Green Hydroflask in the snow

A few interesting notes about
the Hydroflask company

This company is based in Bend, OR - a city which prides itself on its outdoor focus, and for good reason.

Hydroflask has been around since 2009, which means they've got this hiking hydration solution figured out by now, right? In fact, you have a lot of options with Hydroflask:

Hydroflask gives back 5% of net proceeds from each bottle if you send in your serial number (prominently located on the backside of the label).

Their lifetime warranty means that if there is a manufacturer defect in your flask, the company will make it right for you.

Hydroflask review final thoughts

Green Hydroflask on a rock surrounded by sword ferns

This metal water bottle would make a great gift for a hiking buddy, because it's durable, functional, and looks great.

In fact, these bottles can go anywhere, not just on a hiking trail.

And good luck picking out your favorite color - there is an amazing array of vivid hues to choose from. You can even custom design a multi-hued flask of your own!

For smaller hands, the coated finish provides extra gripping surface, so think about one of the smaller volumes (12 oz or 18 oz) for the kids you hike with.

And for bigger thirsts, there is a 24 oz bottle available.

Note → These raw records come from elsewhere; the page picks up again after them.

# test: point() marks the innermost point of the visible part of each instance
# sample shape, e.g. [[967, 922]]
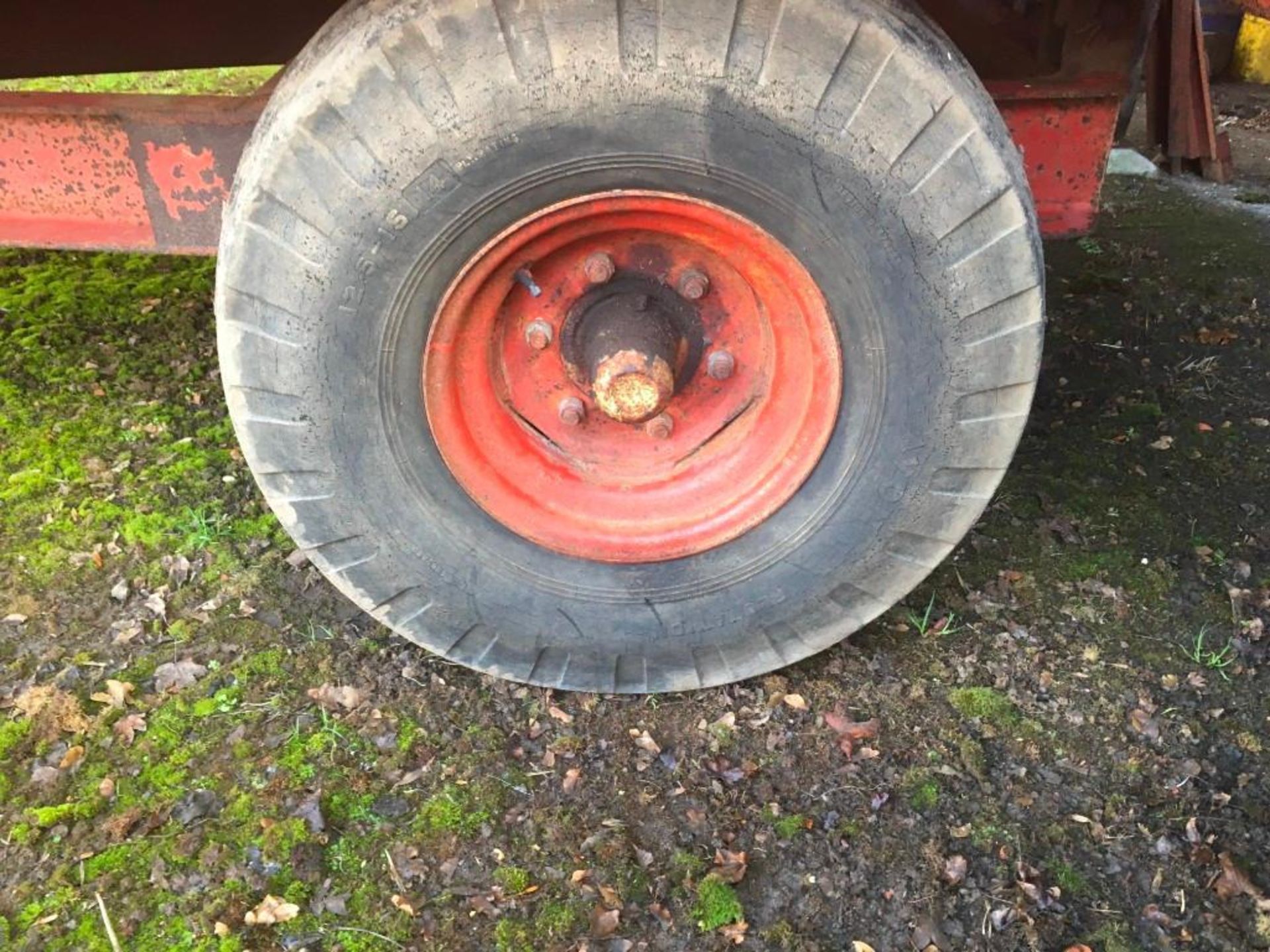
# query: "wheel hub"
[[632, 377], [628, 343]]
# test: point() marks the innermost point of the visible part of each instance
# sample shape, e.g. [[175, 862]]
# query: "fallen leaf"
[[403, 905], [1235, 883], [272, 910], [128, 727], [155, 603], [954, 869], [175, 676], [116, 695], [727, 721], [52, 711], [851, 731], [1220, 335], [644, 742], [734, 932], [1144, 724], [730, 867], [605, 922], [563, 716], [333, 697]]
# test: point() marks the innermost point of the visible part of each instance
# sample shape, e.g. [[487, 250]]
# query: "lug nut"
[[720, 365], [538, 334], [694, 285], [599, 268], [572, 412], [659, 427]]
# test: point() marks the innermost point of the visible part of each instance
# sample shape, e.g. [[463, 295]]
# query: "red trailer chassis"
[[148, 173]]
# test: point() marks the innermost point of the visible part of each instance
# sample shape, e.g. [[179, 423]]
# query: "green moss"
[[46, 816], [22, 834], [454, 809], [556, 920], [225, 80], [716, 904], [12, 734], [984, 705], [790, 825], [925, 795], [512, 879], [126, 856], [1114, 937], [686, 866], [1068, 879], [513, 936]]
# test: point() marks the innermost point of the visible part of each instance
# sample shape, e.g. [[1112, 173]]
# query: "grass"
[[1206, 656], [226, 80], [926, 623]]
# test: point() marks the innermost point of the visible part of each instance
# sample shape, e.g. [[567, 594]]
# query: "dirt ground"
[[1060, 739]]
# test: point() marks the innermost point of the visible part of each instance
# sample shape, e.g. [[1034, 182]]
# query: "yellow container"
[[1253, 50]]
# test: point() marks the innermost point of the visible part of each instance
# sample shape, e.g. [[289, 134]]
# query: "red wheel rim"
[[738, 447]]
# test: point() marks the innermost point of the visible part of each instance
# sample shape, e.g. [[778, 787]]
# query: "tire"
[[408, 134]]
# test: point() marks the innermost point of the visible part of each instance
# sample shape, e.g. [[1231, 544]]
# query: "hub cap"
[[632, 376]]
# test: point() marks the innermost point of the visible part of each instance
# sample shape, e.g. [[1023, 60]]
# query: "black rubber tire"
[[411, 132]]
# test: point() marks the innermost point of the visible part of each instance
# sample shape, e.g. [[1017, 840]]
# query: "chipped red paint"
[[1064, 130], [736, 448], [54, 192], [187, 180], [130, 173]]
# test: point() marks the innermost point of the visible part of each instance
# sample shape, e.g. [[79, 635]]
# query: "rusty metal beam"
[[140, 173], [1179, 103]]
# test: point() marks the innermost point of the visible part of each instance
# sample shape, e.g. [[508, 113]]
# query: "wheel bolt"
[[538, 334], [599, 268], [694, 285], [572, 412], [720, 365], [659, 427]]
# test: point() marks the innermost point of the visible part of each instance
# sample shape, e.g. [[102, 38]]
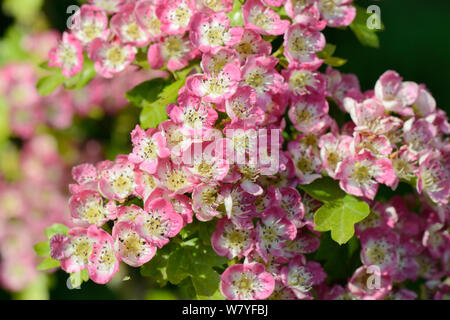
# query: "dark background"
[[415, 43]]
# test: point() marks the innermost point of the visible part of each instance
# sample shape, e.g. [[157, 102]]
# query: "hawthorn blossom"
[[300, 276], [359, 175], [130, 246], [87, 207], [262, 19], [68, 55], [160, 222], [247, 282], [301, 45], [148, 147], [395, 94], [433, 178], [117, 179], [125, 26], [110, 57], [175, 16], [231, 241], [211, 31], [215, 88], [337, 13], [90, 23], [175, 51], [272, 232]]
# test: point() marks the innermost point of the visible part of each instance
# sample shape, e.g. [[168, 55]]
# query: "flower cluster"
[[114, 33], [28, 204], [400, 240], [28, 110], [221, 155]]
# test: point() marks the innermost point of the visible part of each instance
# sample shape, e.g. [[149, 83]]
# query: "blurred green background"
[[415, 43]]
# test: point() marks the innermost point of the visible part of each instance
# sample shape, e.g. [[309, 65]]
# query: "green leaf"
[[156, 268], [56, 228], [48, 263], [81, 79], [146, 92], [335, 61], [366, 36], [325, 189], [77, 278], [47, 84], [4, 120], [327, 55], [327, 51], [42, 249], [340, 216], [336, 259], [154, 107]]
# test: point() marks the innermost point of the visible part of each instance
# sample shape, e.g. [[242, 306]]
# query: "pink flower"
[[215, 88], [206, 199], [145, 183], [175, 16], [262, 19], [68, 55], [208, 6], [290, 201], [364, 284], [174, 177], [337, 13], [148, 147], [395, 94], [126, 27], [75, 251], [110, 57], [418, 135], [147, 19], [181, 204], [251, 43], [193, 116], [104, 261], [341, 86], [272, 232], [90, 23], [245, 106], [361, 174], [173, 50], [231, 241], [160, 223], [425, 104], [304, 243], [307, 162], [301, 276], [333, 150], [294, 8], [433, 178], [214, 61], [209, 31], [110, 6], [379, 248], [84, 173], [301, 45], [87, 208], [246, 282], [260, 74], [369, 116], [206, 162], [117, 179], [303, 81], [130, 246], [309, 114]]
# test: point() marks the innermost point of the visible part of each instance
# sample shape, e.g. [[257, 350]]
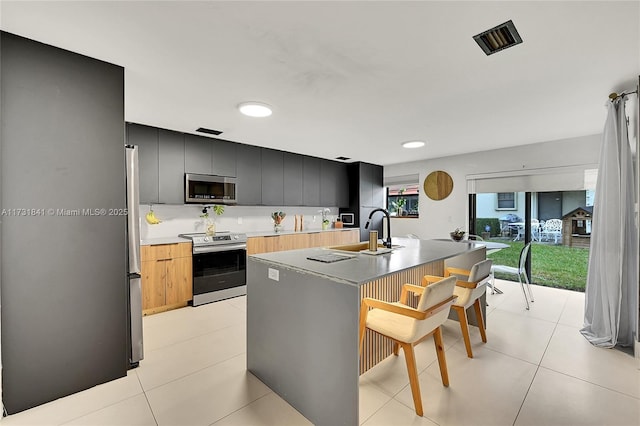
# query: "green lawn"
[[551, 265]]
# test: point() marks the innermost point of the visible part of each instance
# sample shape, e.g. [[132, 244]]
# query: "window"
[[402, 200], [506, 201]]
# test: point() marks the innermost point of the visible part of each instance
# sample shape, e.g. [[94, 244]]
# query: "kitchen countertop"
[[164, 240], [363, 268], [270, 233]]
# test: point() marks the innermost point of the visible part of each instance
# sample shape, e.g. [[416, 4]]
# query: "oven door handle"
[[222, 247]]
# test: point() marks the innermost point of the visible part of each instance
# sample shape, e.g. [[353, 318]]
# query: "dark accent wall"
[[64, 300]]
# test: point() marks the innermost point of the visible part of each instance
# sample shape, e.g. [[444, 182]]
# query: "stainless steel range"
[[219, 266]]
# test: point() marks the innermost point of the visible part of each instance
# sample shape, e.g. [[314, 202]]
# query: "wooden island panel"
[[376, 346]]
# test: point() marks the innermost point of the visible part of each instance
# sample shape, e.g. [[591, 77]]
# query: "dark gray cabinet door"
[[311, 181], [171, 165], [293, 185], [366, 185], [377, 186], [146, 139], [249, 168], [272, 177], [371, 189], [197, 154], [342, 179], [328, 183], [223, 158]]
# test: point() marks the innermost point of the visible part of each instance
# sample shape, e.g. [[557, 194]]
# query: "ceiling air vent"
[[208, 131], [498, 38]]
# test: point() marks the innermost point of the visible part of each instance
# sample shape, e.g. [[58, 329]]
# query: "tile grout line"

Time will tell how dinged up and dented this bottle will become, as I use it for all four season hiking trails. I'm hard on my gear, so if the beautiful minty green finish lasts for awhile, I'll be amazed.

I plan to update my Hydroflask review if any issues surface, but so far, I think this water bottle is a great piece of hiking gear.

Hydroflask bottom line

This 21 ounce standard mouth bottle has the versatility of two cap choices, it's easy on the eyes, lightweight, and made of durable, inert metal with no chance of chemical contamination in my hiking hydration choices.


And all for a reasonable price, given its quality.

This flask will last a long, long time regardless of how much wear and tear you throw at it (although it might not be as pretty - stay tuned for some follow up photos.)

If you'd like to read up on what to put in your flask to keep yourself hydrated on a hike, go here.

Questions about this
Hydroflask review?

Maybe you still have a few questions about how a Hydroflask will perform for you on the trail.

Send them to me here.

I'd be happy to let you know why I think a Hydroflask metal water bottle is a good choice for hiking hydration.

Thanks for reading this Hydroflask review!

Now get busy choosing your favorite color ;)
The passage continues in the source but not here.